Search code examples
tensorflowkerasclassificationmetricsmulticlass-classification

Tensorflow Macro F1 Score for multiclass and also for binary classification


I am trying to train 2 1D Conv neural networks - one for a multiclass classification problem and second for a binary classification problem. One of my metrics has to be Macro F1 score for both problems.

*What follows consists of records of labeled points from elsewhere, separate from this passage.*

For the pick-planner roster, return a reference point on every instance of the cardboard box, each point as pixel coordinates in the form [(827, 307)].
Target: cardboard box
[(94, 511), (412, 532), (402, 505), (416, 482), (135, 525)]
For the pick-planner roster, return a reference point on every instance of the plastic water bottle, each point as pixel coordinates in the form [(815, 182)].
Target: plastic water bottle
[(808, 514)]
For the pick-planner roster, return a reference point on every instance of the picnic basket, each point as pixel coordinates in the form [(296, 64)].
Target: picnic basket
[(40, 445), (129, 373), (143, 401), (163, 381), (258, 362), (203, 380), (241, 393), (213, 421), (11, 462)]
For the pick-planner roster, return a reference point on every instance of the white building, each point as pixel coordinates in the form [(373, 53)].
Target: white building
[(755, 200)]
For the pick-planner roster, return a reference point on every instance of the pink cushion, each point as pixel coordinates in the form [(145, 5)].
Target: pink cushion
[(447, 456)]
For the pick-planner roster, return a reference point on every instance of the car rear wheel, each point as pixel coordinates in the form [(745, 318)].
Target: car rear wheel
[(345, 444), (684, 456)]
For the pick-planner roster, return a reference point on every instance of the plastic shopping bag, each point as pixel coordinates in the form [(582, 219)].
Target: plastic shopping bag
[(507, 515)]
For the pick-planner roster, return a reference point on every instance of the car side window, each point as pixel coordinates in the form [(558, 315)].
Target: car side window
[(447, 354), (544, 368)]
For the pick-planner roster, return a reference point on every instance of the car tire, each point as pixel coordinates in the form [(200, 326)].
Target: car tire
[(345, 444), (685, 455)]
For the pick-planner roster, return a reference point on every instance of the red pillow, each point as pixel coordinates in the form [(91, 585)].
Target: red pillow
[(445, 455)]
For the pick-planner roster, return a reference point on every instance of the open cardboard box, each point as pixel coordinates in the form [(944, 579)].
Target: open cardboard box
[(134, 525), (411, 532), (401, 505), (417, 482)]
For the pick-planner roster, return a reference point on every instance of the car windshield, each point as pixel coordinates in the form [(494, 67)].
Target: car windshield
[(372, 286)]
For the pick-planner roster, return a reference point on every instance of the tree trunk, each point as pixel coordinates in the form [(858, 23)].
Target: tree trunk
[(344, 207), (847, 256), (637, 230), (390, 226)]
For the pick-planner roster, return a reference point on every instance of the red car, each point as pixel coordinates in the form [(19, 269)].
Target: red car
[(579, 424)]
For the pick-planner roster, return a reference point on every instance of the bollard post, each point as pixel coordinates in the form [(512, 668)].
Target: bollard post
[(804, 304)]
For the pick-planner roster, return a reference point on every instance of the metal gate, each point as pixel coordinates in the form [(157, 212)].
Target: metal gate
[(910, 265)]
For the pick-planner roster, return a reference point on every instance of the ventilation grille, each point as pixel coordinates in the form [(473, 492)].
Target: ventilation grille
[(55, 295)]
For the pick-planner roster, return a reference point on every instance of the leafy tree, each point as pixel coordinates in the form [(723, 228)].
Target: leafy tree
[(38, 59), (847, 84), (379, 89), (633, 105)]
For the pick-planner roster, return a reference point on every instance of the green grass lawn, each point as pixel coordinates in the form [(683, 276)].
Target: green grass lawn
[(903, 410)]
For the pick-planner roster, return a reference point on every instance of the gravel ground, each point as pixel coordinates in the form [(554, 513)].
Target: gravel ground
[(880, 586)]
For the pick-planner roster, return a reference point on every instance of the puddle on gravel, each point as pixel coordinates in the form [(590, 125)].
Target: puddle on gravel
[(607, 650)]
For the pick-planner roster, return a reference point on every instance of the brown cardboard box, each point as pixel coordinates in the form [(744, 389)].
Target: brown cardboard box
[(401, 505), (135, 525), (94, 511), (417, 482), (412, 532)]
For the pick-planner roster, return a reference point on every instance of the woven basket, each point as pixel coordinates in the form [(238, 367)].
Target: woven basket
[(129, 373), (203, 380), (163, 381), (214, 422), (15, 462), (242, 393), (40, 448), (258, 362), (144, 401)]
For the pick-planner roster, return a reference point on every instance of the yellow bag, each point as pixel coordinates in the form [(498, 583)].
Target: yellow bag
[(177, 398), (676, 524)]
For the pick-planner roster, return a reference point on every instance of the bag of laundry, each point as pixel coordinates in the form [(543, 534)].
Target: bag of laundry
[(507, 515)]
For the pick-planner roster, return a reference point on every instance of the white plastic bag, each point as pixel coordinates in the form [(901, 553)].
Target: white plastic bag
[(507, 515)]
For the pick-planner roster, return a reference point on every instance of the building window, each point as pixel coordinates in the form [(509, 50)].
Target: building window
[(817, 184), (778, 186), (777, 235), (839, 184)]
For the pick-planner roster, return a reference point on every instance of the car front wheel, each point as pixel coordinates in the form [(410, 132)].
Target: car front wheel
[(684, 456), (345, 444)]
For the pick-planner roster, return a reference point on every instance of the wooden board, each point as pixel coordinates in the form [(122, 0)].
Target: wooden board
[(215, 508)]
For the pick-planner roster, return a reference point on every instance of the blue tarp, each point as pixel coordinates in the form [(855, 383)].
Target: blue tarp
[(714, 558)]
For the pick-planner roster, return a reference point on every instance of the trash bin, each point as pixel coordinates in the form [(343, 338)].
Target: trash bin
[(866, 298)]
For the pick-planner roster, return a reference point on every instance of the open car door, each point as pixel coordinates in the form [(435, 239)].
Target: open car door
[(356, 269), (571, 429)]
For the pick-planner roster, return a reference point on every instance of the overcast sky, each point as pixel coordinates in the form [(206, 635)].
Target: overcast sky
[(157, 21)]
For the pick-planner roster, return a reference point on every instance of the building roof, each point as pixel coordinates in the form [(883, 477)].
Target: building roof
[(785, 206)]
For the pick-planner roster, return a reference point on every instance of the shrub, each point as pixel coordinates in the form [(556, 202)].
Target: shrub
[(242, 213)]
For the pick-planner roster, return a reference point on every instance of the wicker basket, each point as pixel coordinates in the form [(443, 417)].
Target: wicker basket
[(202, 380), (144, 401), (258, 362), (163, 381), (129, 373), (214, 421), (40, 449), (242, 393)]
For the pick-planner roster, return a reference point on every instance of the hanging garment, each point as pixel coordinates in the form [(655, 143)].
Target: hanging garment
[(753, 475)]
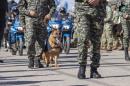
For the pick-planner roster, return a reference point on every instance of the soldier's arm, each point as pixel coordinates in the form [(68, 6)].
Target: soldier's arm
[(52, 6), (108, 14)]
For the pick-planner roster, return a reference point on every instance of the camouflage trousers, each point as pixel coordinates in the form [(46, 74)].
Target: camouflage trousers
[(125, 27), (89, 29), (35, 37), (107, 36)]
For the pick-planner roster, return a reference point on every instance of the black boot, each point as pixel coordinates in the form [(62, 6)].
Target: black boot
[(31, 62), (127, 58), (81, 72), (94, 73), (38, 63)]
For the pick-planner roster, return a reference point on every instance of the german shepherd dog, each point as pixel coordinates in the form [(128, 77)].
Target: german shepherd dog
[(52, 54)]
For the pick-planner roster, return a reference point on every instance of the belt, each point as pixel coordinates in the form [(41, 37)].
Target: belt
[(79, 0)]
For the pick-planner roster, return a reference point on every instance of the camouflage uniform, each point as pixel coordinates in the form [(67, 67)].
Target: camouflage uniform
[(107, 36), (90, 27), (117, 40), (125, 9), (36, 29)]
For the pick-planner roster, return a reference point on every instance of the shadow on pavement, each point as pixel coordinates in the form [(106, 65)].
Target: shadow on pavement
[(118, 76), (12, 83)]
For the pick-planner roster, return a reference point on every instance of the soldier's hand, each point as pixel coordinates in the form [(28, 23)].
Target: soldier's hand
[(94, 2), (47, 18)]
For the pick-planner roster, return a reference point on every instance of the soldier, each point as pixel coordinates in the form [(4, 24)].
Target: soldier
[(125, 21), (117, 37), (3, 11), (38, 12), (107, 36), (90, 15)]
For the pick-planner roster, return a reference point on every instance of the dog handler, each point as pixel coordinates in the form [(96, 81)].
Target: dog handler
[(38, 11)]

However I am having a problem using tfa.metrics.F1Score from tensorflow addons.

Multiclass classification

I have 3 classes encoded as 0, 1, 2.

The last layer of the network and the compile method look like this (int_sequeces_input is the input layer):

preds = layers.Dense(3, activation="softmax")(x)
model = keras.Model(int_sequences_input, preds)


f1_macro = F1Score(num_classes=3, average='macro')
model.compile(loss='sparse_categorical_crossentropy', optimizer='adam', metrics=['accuracy',f1_macro])

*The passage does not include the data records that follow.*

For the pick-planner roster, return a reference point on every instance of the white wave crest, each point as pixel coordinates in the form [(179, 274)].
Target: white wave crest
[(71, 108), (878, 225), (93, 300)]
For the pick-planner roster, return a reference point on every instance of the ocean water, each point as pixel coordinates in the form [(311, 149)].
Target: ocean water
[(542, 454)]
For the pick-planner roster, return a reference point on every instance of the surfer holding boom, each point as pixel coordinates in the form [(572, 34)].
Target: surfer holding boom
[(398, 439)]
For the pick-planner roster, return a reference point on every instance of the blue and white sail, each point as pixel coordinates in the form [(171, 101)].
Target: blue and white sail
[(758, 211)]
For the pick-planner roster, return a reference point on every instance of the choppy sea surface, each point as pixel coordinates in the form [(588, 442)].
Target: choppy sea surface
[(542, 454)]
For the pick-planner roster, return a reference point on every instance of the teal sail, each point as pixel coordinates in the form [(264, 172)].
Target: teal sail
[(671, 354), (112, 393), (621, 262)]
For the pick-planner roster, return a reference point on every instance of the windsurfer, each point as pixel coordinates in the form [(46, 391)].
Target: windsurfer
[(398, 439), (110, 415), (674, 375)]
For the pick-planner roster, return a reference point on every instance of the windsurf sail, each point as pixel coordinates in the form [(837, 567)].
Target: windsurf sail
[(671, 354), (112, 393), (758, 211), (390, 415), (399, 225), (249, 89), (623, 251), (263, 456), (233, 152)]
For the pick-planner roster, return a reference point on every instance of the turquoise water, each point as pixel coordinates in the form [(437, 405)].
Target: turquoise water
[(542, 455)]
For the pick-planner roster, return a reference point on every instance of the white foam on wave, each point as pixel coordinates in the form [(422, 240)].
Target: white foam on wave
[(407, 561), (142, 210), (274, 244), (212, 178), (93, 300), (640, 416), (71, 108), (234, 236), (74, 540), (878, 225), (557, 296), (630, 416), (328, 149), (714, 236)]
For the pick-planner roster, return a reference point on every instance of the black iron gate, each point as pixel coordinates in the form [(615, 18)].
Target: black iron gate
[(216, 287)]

However when I run model.fit(), I get the following error:

ValueError: Dimension 0 in both shapes must be equal, but are 3 and 1. Shapes are [3] and [1]. for '{{node AssignAddVariableOp_7}} = AssignAddVariableOp[dtype=DT_FLOAT](AssignAddVariableOp_7/resource, Sum_6)' with input shapes: [], [1].

shapes of data:

X_train - (23658, 150)

y_train - (23658,)

Binary classification

I have 2 classes encoded as 0,1

The last layer of the network and the compile method look like this (int_sequeces_input is the input layer):

preds = layers.Dense(1, activation="sigmoid")(x)
model = keras.Model(int_sequences_input, preds)

print(model.summary())

f1_macro = F1Score(num_classes=2, average='macro')
model.compile(loss='binary_crossentropy', optimizer='adam', metrics=['accuracy',f1_macro])

Again, when I run model.fit() I get error:

ValueError: Dimension 0 in both shapes must be equal, but are 2 and 1. Shapes are [2] and [1]. for '{{node AssignAddVariableOp_4}} = AssignAddVariableOp[dtype=DT_FLOAT](AssignAddVariableOp_4/resource, Sum_3)' with input shapes: [], [1].

shapes of data:

X_train - (15770, 150)

y_train - (15770,)

So my question is: how to evaluate both of my models using macro F1 score? How can I fix my implementation to make it work with tfa.metrics.F1Score? Or is there any other way to calculate macro F1 score without using tfa.metrics.F1Score? Thanks.


Solution

  • Have a look at the usage example from its doc page.

    metric = tfa.metrics.F1Score(num_classes=3, threshold=0.5)
    y_true = np.array([[1, 1, 1],
                       [1, 0, 0],
                       [1, 1, 0]], np.int32)
    y_pred = np.array([[0.2, 0.6, 0.7],
                       [0.2, 0.6, 0.6],
                       [0.6, 0.8, 0.0]], np.float32)
    metric.update_state(y_true, y_pred)
    

    You can see that it expects the label to be in one-hot format.

    But given the shapes you mentioned above:

    shapes of data:
    X_train - (23658, 150)
    
    y_train - (23658,)
    

    It looks like your labels are in index format. Try converting them to one hot with tf.one_hot(y_train, num_classes). You'll also need to change your loss to loss='categorical_crossentropy'.